Yargıtay Kararı 21. Hukuk Dairesi 2013/15818 E. 2014/643 K. 20.01.2014 T.

YARGITAY KARARI
DAİRE : 21. Hukuk Dairesi
ESAS NO : 2013/15818
KARAR NO : 2014/643
KARAR TARİHİ : 20.01.2014

MAHKEMESİ : Zonguldak 3. İş Mahkemesi
TARİHİ : 16/05/2013
NUMARASI : 2011/45-2013/270

Davacı, meslek hastalığı sonucu maluliyetinden doğan maddi ve manevi tazminatın ödetilmesine karar verilmesini istemiştir.
Mahkeme ilamında belirtildiği şekilde, isteğin kısmen kabulüne karar vermiştir.
Hükmün, taraf vekilleri tarafından temyiz edilmesi üzerine temyiz isteğinin süresinde olduğu anlaşıldıktan ve Tetkik Hakimi …. tarafından düzenlenen raporla dosyadaki kağıtlar okunduktan sonra işin gereği düşünüldü ve aşağıdaki karar tesbit edildi.

K A R A R

1-Dosyadaki yazılara, toplanan delillere, hükmün dayandığı gerektirici nedenler ile temyizin kapsamına göre, davacı vekilinin tüm, davalı T.T.K vekilinin ise aşağıdaki bendin kapsamı dışındaki diğer temyiz itirazlarının reddine.
2-Dava, %20 oranındaki meslek hastalığı maluliyeti nedeniyle 20.000,00TL manevi tazminatın tahsiline ilişkindir.
Mahkemece, 12.000,00TL manevi tazminatın davalıdan tahsiline karar verilmiştir.
Dosya kapsamındaki kayıt ve belgelerden; davacının meslek hastalığından kaynaklanan iş güçü kayıp oranının %20 olduğu, olayın %100 kaçınılmazlıktan kaynaklanıp davacı sigortalının 34 yıllık toplam çalışma hayatının 14 yılının davalı işverenliğe ait iş yerlerinde kalanının ise sair işverenlere ait iş yerlerinde geçteği, %20 oranındaki malüliyetin davalı işverenlik kusuruna denk gelen maluliyet oranının %3,54 olduğu anlaşılmıştır.
Borçlar Kanunu’nun 47. maddesi hükmüne göre hakimin özel halleri göz önünde tutarak manevi zarar adı ile sigortalı yakınlarına verilmesine karar vereceği bir para tutarı adalete uygun olmalıdır.
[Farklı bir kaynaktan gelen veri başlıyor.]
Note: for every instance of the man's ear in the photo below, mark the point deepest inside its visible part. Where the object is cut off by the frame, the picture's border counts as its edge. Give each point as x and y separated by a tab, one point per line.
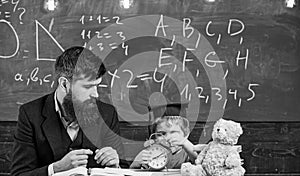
64	84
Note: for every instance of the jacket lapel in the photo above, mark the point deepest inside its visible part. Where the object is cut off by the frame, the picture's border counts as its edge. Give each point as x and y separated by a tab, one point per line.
51	128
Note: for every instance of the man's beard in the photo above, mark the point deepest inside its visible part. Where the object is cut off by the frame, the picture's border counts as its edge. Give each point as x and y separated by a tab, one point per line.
86	113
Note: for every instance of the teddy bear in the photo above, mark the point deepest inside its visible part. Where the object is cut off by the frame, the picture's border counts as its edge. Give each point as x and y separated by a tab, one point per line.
220	157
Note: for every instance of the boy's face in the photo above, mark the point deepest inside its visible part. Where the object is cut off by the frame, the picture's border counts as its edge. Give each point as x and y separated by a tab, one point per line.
172	133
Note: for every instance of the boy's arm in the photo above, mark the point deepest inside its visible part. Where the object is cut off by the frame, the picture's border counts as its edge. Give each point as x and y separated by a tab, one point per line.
141	160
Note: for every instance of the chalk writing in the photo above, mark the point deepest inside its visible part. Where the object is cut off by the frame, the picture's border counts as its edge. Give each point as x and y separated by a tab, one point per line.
99	19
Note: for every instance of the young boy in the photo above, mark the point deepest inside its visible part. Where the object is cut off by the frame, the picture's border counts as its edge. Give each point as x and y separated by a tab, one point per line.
175	130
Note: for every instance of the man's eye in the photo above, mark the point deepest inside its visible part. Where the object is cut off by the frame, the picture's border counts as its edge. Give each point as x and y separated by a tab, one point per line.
87	87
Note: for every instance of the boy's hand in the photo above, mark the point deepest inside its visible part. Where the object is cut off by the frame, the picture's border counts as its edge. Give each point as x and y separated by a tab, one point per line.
72	159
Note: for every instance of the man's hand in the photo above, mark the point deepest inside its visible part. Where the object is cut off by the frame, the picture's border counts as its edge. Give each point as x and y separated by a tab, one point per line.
73	159
107	156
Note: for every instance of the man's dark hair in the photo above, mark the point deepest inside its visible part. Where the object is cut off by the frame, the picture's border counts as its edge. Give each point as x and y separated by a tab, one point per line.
78	62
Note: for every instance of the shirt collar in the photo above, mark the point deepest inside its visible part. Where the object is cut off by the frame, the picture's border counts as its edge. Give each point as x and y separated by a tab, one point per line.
58	110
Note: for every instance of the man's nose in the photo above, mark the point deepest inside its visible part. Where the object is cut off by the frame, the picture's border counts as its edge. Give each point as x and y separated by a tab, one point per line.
94	92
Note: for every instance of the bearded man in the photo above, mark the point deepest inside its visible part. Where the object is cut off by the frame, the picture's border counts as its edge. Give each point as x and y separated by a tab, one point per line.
69	127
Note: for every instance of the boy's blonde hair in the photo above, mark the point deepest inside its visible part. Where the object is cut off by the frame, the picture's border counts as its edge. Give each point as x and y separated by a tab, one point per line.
183	123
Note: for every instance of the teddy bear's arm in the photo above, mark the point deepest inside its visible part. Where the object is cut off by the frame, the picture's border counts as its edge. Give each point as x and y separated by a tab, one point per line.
233	160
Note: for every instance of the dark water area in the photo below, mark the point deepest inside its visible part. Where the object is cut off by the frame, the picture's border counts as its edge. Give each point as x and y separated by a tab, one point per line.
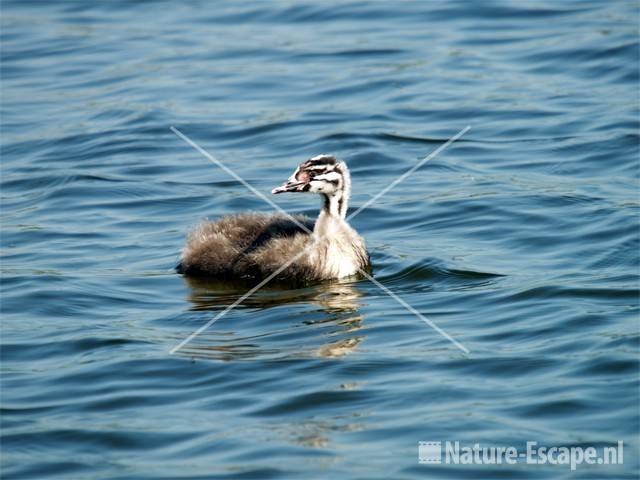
521	240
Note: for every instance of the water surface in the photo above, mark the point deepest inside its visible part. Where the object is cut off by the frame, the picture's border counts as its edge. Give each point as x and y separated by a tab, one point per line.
521	240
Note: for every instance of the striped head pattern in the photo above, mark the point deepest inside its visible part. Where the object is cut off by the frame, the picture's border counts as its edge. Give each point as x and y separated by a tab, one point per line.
322	174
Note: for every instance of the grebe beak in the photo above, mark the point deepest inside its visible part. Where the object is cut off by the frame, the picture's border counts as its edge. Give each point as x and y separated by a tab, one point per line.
290	186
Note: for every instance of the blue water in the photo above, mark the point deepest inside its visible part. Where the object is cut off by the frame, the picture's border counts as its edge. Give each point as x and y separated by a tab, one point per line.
521	240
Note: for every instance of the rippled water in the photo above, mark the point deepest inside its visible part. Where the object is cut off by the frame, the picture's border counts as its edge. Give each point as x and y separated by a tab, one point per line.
521	240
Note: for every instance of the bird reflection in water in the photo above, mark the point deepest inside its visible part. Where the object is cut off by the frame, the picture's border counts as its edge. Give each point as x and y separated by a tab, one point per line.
327	326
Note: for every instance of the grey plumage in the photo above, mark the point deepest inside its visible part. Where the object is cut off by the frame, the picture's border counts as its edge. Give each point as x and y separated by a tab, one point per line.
254	246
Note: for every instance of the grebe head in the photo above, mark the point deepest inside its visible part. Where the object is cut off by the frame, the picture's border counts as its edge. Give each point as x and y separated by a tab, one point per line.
322	174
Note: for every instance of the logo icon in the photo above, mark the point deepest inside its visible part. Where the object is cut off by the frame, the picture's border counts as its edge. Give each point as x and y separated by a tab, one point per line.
430	452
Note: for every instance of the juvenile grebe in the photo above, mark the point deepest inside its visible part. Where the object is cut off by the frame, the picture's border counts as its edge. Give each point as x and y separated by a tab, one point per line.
254	246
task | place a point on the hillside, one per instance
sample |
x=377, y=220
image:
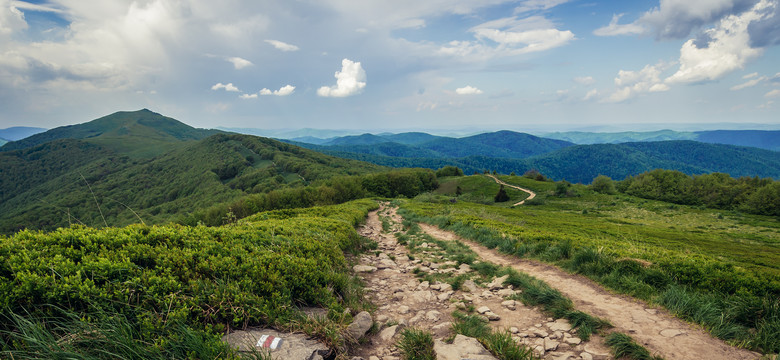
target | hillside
x=141, y=133
x=19, y=132
x=42, y=186
x=582, y=163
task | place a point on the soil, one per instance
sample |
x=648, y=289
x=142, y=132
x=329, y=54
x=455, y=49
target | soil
x=656, y=329
x=402, y=299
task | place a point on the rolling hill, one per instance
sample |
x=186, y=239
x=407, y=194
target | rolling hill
x=141, y=133
x=59, y=182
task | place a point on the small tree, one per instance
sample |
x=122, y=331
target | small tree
x=501, y=196
x=603, y=184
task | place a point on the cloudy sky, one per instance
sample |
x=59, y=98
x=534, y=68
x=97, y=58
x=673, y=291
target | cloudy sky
x=393, y=64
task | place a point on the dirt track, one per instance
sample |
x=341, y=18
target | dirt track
x=656, y=329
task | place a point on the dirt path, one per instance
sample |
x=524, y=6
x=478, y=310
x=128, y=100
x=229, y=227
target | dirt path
x=656, y=329
x=403, y=300
x=531, y=194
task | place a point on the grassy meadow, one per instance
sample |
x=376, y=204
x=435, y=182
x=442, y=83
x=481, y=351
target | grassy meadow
x=714, y=267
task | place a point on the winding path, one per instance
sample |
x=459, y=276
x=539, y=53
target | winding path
x=531, y=194
x=656, y=329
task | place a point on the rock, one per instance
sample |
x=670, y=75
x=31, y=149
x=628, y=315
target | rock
x=433, y=316
x=462, y=347
x=559, y=325
x=469, y=286
x=386, y=336
x=498, y=283
x=291, y=346
x=550, y=344
x=671, y=332
x=492, y=316
x=363, y=268
x=360, y=324
x=445, y=296
x=505, y=292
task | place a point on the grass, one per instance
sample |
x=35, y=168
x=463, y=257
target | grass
x=416, y=344
x=726, y=263
x=624, y=347
x=500, y=343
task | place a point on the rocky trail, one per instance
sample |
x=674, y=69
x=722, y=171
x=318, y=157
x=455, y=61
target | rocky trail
x=531, y=194
x=656, y=329
x=403, y=300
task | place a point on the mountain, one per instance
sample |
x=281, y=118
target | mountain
x=769, y=140
x=763, y=139
x=141, y=133
x=501, y=144
x=19, y=132
x=60, y=182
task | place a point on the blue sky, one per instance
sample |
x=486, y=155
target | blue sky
x=394, y=65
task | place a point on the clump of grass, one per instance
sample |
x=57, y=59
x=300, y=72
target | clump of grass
x=624, y=347
x=416, y=344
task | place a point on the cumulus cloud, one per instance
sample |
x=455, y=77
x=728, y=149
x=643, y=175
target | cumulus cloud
x=585, y=80
x=468, y=90
x=239, y=63
x=283, y=91
x=675, y=19
x=727, y=48
x=351, y=80
x=226, y=87
x=750, y=83
x=632, y=83
x=282, y=45
x=614, y=28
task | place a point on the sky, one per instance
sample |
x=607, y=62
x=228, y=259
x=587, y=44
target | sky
x=394, y=64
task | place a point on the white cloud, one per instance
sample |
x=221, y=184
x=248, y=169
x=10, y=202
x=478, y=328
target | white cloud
x=750, y=76
x=614, y=28
x=283, y=91
x=585, y=80
x=468, y=90
x=772, y=94
x=239, y=63
x=632, y=83
x=351, y=80
x=226, y=87
x=593, y=93
x=749, y=83
x=282, y=45
x=727, y=49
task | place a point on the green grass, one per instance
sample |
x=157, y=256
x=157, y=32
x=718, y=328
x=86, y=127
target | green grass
x=416, y=344
x=624, y=347
x=729, y=262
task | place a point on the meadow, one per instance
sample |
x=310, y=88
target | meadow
x=718, y=268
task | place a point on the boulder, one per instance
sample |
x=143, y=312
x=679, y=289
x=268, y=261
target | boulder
x=281, y=346
x=463, y=347
x=360, y=325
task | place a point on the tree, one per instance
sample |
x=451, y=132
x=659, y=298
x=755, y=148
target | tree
x=501, y=196
x=603, y=184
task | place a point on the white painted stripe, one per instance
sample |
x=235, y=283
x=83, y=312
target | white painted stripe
x=262, y=340
x=276, y=343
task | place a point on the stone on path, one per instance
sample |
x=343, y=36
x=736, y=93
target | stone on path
x=291, y=347
x=360, y=325
x=463, y=347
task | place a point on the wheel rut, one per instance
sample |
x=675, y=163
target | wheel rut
x=656, y=329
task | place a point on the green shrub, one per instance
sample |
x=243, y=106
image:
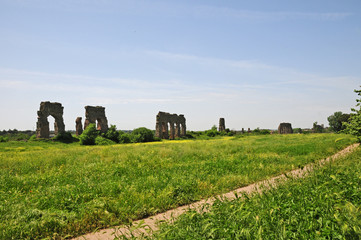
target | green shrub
x=354, y=125
x=32, y=138
x=265, y=131
x=124, y=138
x=297, y=130
x=89, y=135
x=142, y=135
x=4, y=139
x=112, y=134
x=99, y=140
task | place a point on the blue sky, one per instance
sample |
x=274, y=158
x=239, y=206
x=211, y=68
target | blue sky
x=255, y=63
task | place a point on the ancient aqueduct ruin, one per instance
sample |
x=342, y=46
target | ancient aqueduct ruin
x=54, y=109
x=168, y=126
x=177, y=125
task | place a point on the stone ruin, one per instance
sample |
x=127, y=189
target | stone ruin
x=177, y=125
x=47, y=109
x=93, y=115
x=78, y=126
x=222, y=125
x=285, y=128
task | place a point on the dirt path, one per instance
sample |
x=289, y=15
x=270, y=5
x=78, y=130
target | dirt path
x=148, y=225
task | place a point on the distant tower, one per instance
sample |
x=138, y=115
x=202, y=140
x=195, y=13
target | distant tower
x=222, y=125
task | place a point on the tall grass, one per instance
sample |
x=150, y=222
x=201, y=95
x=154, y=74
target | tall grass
x=325, y=205
x=52, y=190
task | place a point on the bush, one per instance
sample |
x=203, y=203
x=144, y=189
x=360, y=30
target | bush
x=64, y=137
x=4, y=139
x=354, y=125
x=112, y=134
x=124, y=138
x=99, y=140
x=265, y=132
x=211, y=133
x=297, y=130
x=32, y=138
x=89, y=135
x=142, y=135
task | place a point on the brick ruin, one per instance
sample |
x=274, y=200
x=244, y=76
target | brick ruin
x=47, y=109
x=222, y=125
x=96, y=114
x=285, y=128
x=78, y=126
x=177, y=125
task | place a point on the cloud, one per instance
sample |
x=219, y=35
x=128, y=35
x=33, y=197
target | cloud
x=210, y=11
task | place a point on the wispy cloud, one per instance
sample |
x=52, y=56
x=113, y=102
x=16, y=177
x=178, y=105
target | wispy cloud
x=211, y=11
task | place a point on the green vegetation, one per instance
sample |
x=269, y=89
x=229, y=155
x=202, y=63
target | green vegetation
x=336, y=121
x=50, y=189
x=354, y=125
x=89, y=135
x=325, y=205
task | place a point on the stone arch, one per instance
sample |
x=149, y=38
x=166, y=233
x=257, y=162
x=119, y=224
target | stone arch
x=47, y=109
x=176, y=125
x=97, y=116
x=285, y=128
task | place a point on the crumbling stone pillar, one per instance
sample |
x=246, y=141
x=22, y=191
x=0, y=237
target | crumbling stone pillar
x=55, y=110
x=172, y=132
x=78, y=126
x=177, y=125
x=285, y=128
x=96, y=114
x=177, y=130
x=222, y=125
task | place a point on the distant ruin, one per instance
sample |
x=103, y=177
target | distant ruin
x=285, y=128
x=177, y=125
x=47, y=109
x=78, y=126
x=96, y=114
x=222, y=125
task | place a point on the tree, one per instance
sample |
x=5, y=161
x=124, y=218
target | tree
x=336, y=120
x=354, y=125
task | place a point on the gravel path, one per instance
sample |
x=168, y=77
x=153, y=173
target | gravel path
x=146, y=226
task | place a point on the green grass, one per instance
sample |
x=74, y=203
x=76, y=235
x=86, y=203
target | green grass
x=325, y=205
x=54, y=190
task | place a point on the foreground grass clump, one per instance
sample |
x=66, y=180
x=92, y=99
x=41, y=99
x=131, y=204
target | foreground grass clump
x=51, y=190
x=325, y=205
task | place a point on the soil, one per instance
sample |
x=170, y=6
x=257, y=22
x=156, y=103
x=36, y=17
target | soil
x=148, y=225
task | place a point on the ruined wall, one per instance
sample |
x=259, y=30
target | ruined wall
x=78, y=126
x=47, y=109
x=222, y=125
x=285, y=128
x=177, y=125
x=96, y=114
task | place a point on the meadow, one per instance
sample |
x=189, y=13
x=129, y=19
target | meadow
x=56, y=190
x=325, y=205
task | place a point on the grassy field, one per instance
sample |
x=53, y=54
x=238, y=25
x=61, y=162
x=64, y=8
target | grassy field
x=54, y=190
x=325, y=205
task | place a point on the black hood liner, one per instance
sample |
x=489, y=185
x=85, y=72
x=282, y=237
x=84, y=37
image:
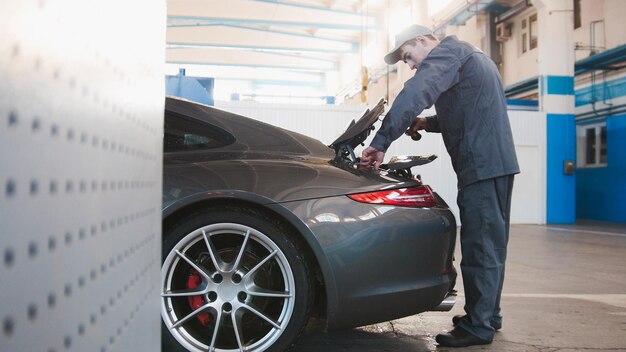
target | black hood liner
x=357, y=132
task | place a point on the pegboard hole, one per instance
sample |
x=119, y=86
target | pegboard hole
x=32, y=250
x=10, y=188
x=8, y=326
x=34, y=187
x=52, y=300
x=31, y=311
x=9, y=257
x=13, y=118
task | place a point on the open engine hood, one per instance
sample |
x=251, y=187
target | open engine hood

Hükmedilecek bu para, zarara uğrayanda manevi huzuru doğurmayı gerçekleştirecek tazminata benzer bir fonksiyonu olan özgün bir nitelik taşır. Bir ceza olmadığı gibi, mamelek hukukuna ilişkin zararın karşılanmasını da amaç edinmemiştir. O halde, bu tazminatın sınırı onun amacına göre belirlenmelidir. Takdir edilecek miktar, mevcut halde elde edilmek istenilen tatmin duygusunun etkisine ulaşmak için gerekli olan kadar olmalıdır. 22.06.1966 günlü ve 7/7 sayılı Yargıtay İçtihadı Birleştirme Kararının gerekçesinde takdir olunacak manevi tazminatın tutarını etkileyecek özel hal ve şartlar da açıkça gösterilmiştir. Bunlar her olaya göre değişebileceğinden hakim bu konuda takdir hakkını kullanırken ona etkili olan nedenleri de karar yerinde objektif ölçülere göre isabetli bir biçimde göstermelidir. Hakimin bu takdir hakkını kullanırken, ülkenin ekonomik koşulları,tarafların sosyal ve ekonomik durumları,paranın satın alma gücü, tarafların kusur durumu,olayın ağırlığı,davacının sürekli iş göremezlik oranı, işçinin yaşı, olay tarihi gibi özellikleri göz önünde tutması, hükmedilecek tutarın manevi tatmin duygusu yanında caydırıcılık uyandıran oranda olması gerektiği de söz götürmez ve yine 22.06.1966 gün 1966/7-7 sayılı İçtihadı Birleştirme Kararı’nın gerekçesinde de açıklandığı üzere zarar görenin müterafik kusurunun varlığı halinde bu durumun manevi tazminatın takdirinde göz önünde bulundurulması gerekir.
Bu açıklamalardan olarak somut olayda, kaza tarihine, tarafların kusur dağılımı ile sosyal ekonomik durumlarına ve özellikle davacı sigortalının toplam %20 oranındaki iş gücü kaybının davalı işverenliğin kusuruna tekabül eden maluliyet oranının yalnızca %3,54 olmasına göre davacı yararına hükmedilen 12.000,00TL manevi tazminat çok fazladır.
O halde, davalı T.T.K vekilinin bu yönleri amaçlayan temyiz itirazları kabul edilmeli ve hüküm bozulmalıdır.
SONUÇ: Hükmün yukarıda açıklanan nedenlerle BOZULMASINA, temyiz harcının istek halinde davalıya iadesine, aşağıda yazılı temyiz harcının temyiz edenlerden davacıya yükletilmesine, 20.01.2014 gününde oy birliğiyle karar verildi.